Airway involvement of IMT has been reported in 10–12% of all cases, up to 50% of cases (
237). Endobronchial IMT usually appears as an endobronchial polypoid nodule with or without extension beyond the bronchial wall. The possible hypothesis that IMT is closely related to the airway is that the tumor has originated from myofibroblastic differentiation of the primitive mesenchymal cells in the submucosal layer of the tracheobronchial wall (
8). As a result, the tumor may appear as an endobronchial nodule with an iceberg sign as shown in our case.

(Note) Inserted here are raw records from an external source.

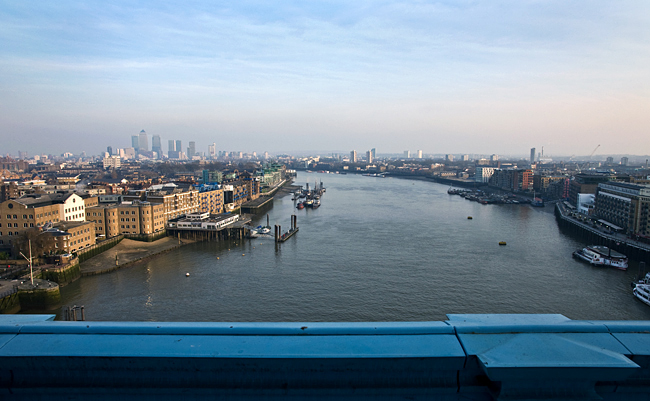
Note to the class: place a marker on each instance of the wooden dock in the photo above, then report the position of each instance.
(282, 237)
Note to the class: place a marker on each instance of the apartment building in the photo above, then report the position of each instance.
(72, 236)
(625, 205)
(210, 199)
(18, 215)
(176, 200)
(136, 217)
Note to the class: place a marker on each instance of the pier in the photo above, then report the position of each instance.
(205, 227)
(282, 237)
(257, 206)
(619, 242)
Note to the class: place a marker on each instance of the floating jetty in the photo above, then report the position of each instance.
(282, 237)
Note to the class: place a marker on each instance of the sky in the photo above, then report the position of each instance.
(466, 76)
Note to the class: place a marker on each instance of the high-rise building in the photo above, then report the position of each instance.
(191, 149)
(143, 142)
(156, 145)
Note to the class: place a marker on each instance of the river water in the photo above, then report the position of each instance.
(378, 249)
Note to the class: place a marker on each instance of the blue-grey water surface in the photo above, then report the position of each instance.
(378, 249)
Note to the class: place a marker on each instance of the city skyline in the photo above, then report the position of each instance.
(448, 78)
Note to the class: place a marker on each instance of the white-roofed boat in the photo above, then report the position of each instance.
(599, 255)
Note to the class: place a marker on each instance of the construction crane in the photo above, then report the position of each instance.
(589, 160)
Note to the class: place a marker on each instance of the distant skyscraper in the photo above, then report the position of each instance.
(143, 142)
(156, 145)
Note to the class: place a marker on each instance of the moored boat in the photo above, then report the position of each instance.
(598, 255)
(641, 289)
(537, 202)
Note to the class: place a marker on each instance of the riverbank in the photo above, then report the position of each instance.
(128, 252)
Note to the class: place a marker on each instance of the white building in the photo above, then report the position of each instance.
(72, 208)
(586, 203)
(483, 174)
(112, 162)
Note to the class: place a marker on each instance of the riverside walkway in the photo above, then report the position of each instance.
(467, 357)
(127, 252)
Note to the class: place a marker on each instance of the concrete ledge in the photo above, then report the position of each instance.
(469, 357)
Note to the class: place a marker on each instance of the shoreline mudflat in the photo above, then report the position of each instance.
(128, 252)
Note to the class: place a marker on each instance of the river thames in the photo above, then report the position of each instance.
(378, 249)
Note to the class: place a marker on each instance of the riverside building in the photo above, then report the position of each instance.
(135, 217)
(626, 206)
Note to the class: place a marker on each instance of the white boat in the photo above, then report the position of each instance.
(642, 290)
(598, 255)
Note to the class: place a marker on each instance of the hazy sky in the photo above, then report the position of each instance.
(441, 76)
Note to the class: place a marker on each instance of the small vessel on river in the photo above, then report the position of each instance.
(642, 289)
(598, 255)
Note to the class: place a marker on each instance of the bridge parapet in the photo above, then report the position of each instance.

A systemic approach is needed for the differential diagnosis of large airway tumor or tumor-like conditions (
9). The most important step is to make sure that which airways are involved because the main site of tumor invasion depends on its type. In our patient, the tumor was located in lobar and segmental bronchi. Tumors predominantly affect lobar or segmental bronchi include squamous cell carcinoma, carcinoid, hamartoma, mucoepidermoid carcinoma, and metastasis. Squamous cell carcinoma is strongly associated with cigarette smoking and frequently has an intraluminal growth pattern that can cause airway obstruction and atelectasis. Endobronchial carcinoid tumor usually appears as a well-defined spherical or oval mass and strong contrast enhancement. On CT, endobronchial hamartoma may contain cartilage, fat, and fibrous tissue. Mucoepidermoid carcinoma usually occurs in younger patients and it usually appears as a small nodule or mass that may follow the branching pattern of the lobar bronchi. Airway metastasis is rare and appears as multiple discrete nodules or masses on CT. In our patient with young age, the tumor had low density with mild enhancement on contrast-enhanced CT. Therefore, we first considered mucoepidermoid carcinoma or hamartoma as a differential diagnosis. Imaging findings of IMT vary according to the tissue components, but usually they have heterogeneous enhancement on contrast-enhanced CT. If the tumor has a large amount of fibrous component, it may have little enhancement on late arterial phase (
10), but a strong contrast enhancement on the delayed phase. In our institution, enhanced images are usually obtained at 70 seconds after contrast medium injection. Therefore, if delayed CT or MRI were performed, it would have been helpful in differential diagnosis. PET-CT was not performed in our case, but if performed, it would be helpful to rule out malignant tumor.
In conclusion, although the prevalence of endobronchial IMT is low, IMT should be included in the differential diagnosis when a well-defined, polypoid, endobrochial nodule or peribronchial nodule with iceberg sign is seen on CT, especially in young adult.